P/1 – Aí você se recuperou bem.
R – Recuperei, fisicamente ficou bom.
P/1 – Só uma pergunta que agora eu me lembrei, que eu queria ter feito lá atrás e eu esqueci. Você freqüentou muito pouco tempo de escola, você falou pra gente, uns dois anos mais ou menos, sete aos nove.
R – De sete aos 11 anos, que às vezes faltava na escola, ficava um ano sem ir, depois voltei, fiquei mais um ano.

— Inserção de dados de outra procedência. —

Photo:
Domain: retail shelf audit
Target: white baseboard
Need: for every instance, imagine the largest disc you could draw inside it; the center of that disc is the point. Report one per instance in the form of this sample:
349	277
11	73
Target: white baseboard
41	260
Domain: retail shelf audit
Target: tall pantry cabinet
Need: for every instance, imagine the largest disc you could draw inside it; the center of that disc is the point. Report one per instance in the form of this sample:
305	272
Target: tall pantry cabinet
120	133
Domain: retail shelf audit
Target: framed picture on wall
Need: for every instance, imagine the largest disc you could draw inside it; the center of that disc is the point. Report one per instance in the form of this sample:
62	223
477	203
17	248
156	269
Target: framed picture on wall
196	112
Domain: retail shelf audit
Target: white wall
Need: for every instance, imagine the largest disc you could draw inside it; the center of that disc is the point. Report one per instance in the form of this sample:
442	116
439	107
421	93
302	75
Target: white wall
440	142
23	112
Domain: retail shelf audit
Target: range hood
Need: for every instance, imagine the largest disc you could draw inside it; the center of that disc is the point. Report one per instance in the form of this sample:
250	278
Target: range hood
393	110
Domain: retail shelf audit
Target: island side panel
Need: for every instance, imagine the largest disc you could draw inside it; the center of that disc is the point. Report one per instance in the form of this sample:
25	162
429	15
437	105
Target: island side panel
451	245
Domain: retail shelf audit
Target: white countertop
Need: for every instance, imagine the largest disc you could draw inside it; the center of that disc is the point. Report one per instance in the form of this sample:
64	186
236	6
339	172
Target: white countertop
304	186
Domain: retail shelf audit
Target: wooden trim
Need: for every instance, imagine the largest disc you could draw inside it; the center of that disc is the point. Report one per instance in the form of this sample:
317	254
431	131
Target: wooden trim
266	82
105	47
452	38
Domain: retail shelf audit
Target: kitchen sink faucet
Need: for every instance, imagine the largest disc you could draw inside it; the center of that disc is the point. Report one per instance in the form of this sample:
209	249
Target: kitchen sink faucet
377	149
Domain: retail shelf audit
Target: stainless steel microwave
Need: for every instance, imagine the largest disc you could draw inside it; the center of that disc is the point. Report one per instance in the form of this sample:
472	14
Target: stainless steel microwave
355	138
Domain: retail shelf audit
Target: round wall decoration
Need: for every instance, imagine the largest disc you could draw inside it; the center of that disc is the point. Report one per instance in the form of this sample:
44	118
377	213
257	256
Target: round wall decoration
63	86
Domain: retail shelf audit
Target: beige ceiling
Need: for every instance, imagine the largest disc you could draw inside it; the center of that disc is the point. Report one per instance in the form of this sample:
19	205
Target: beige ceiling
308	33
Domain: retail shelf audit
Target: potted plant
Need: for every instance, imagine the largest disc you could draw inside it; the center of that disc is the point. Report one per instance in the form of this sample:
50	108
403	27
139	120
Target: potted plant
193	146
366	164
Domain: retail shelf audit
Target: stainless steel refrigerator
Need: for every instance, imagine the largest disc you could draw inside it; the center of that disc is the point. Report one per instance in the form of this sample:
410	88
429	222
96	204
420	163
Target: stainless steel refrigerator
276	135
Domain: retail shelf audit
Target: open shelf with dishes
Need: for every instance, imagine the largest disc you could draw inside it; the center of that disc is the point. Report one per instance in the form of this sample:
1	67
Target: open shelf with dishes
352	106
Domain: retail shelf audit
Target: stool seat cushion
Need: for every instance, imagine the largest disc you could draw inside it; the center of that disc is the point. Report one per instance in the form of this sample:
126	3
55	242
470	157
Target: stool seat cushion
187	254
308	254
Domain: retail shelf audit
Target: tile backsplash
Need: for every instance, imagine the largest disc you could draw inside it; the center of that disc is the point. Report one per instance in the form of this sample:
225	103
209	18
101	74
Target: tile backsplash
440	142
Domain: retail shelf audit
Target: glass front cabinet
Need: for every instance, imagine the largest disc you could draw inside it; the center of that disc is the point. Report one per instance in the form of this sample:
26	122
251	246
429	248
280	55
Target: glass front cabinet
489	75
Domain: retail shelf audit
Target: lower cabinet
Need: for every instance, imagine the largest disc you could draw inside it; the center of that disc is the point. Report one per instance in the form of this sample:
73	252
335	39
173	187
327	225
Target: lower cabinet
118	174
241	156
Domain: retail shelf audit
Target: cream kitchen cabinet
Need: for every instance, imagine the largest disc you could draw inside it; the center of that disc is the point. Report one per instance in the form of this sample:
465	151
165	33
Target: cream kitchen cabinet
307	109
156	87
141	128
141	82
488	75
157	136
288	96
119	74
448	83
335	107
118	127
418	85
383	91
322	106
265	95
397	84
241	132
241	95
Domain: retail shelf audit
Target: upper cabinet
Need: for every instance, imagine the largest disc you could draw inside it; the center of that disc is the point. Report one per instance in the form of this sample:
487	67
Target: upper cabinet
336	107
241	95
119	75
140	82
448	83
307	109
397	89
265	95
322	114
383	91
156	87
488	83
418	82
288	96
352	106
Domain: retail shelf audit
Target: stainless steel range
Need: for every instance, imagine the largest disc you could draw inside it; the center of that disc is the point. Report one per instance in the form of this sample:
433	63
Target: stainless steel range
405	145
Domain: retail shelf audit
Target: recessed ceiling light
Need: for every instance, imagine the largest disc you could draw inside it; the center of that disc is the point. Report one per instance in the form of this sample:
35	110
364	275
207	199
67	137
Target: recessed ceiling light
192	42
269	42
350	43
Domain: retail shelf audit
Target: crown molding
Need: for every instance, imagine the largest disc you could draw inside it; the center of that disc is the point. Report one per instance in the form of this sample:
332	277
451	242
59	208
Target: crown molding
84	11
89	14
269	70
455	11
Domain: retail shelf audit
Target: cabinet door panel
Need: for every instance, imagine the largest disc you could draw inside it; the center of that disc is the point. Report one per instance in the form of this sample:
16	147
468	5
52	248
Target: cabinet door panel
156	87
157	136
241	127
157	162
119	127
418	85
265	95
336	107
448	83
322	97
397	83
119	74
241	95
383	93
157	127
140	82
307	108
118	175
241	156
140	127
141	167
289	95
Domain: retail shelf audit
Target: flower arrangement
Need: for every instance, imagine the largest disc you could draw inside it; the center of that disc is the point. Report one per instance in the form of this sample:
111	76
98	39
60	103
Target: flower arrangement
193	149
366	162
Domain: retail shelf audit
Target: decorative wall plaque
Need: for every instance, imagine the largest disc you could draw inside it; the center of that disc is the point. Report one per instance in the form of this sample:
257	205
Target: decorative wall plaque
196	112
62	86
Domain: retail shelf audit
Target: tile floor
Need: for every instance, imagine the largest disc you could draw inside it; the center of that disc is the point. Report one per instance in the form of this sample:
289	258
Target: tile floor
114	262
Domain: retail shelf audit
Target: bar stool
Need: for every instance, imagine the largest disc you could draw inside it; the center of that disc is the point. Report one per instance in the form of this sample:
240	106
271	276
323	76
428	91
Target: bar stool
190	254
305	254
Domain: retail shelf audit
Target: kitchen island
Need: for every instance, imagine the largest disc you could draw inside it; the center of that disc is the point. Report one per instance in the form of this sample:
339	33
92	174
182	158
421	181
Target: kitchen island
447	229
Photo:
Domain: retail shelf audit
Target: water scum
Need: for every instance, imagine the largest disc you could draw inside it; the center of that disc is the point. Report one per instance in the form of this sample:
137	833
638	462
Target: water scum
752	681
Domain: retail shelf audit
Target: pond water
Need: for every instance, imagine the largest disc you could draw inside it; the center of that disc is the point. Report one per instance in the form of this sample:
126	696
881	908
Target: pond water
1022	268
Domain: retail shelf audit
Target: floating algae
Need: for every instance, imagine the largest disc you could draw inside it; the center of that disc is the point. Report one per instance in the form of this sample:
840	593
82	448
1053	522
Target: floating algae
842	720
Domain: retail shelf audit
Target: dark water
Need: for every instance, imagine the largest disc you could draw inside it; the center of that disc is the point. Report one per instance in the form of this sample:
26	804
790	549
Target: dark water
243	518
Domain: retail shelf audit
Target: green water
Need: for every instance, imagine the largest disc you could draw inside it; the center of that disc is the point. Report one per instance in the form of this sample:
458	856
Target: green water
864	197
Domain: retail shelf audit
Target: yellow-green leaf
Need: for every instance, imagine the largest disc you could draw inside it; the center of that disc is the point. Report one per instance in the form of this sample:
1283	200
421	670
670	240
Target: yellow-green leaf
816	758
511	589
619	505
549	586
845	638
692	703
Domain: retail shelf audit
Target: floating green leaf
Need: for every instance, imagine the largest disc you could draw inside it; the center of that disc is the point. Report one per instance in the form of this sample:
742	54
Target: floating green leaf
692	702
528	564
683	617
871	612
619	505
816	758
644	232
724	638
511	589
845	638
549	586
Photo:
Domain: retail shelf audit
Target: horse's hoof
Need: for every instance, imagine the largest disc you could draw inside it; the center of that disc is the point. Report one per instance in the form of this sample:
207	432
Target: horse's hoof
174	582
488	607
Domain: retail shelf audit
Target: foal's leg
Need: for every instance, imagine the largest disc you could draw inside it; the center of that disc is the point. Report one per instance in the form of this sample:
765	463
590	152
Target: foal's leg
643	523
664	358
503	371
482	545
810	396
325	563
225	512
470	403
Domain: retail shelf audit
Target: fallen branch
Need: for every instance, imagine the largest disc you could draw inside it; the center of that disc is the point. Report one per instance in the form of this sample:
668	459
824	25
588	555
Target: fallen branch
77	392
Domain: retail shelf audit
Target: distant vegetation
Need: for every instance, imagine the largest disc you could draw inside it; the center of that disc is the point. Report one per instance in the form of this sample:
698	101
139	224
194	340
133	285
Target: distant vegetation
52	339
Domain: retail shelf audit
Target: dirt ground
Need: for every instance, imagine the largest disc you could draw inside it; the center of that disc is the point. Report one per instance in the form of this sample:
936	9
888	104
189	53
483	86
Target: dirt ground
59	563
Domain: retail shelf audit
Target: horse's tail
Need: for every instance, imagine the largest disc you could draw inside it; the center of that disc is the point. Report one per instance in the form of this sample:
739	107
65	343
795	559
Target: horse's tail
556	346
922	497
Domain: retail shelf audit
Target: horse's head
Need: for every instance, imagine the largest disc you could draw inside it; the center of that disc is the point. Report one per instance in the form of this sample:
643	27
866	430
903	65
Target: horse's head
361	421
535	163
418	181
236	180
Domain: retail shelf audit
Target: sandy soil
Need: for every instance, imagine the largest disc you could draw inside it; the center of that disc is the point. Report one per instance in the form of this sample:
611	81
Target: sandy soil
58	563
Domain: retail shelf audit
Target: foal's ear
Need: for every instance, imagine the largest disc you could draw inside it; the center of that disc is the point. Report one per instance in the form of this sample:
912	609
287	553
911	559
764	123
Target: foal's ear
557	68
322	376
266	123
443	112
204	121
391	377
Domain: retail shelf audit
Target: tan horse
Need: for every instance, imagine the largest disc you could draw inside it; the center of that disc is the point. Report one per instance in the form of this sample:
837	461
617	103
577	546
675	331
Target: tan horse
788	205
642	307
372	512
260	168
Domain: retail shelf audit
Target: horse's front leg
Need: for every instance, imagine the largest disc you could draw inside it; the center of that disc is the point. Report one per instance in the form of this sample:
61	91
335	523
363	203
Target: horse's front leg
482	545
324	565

P/1 – Mas aprendeu a ler e escrever?
R – Sei escrever mal (risos).
P/1 – O básico.
R – Só o básico, só fazer nome mesmo, praticamente o semianalfabeto, mas tenho prazer que o meu filho é professor de faculdade, dá aula em duas faculdades, fez Publicidade e a minha filha é geógrafa e está sempre estudando mais, quer dizer, não puxaram a mim, não, viu (risos)?
P/1 – Você deu oportunidade pra eles, né?
R – Ah, sim, Deus sim, Deus, não foi eu, né, foi Deus.
P/1 – Evandro, agora a nossa última pergunta. Como é que foi contar a sua história aqui?
R – Foi bom, eu não sei se eu falei demais, por causa da minha ansiedade eu falo às vezes coisas que não precisa falar, né?
P/1 – Não, foi ótimo, pra gente foi ótimo, eu queria saber como é que foi pra você?
R – Pra mim foi bem, pra mim foi bem, vocês me trataram com muita educação e eu senti bem na frente de vocês aí.
P/1 – Como é que você se sentiu contando a sua história?
R – Emocionado, que faz a gente lembrar, faz voltar ao passado, às vezes tem coisas que a gente quer esquecer e nessa hora lembra de tudo, de coisas que a gente, passagens que a gente se emociona e acha bom.
P/1 – Tem mais alguma coisa que você queira dizer?
R – Não.
P/1 – Está bom, então a gente vai encerrar. Muito obrigada, Evandro.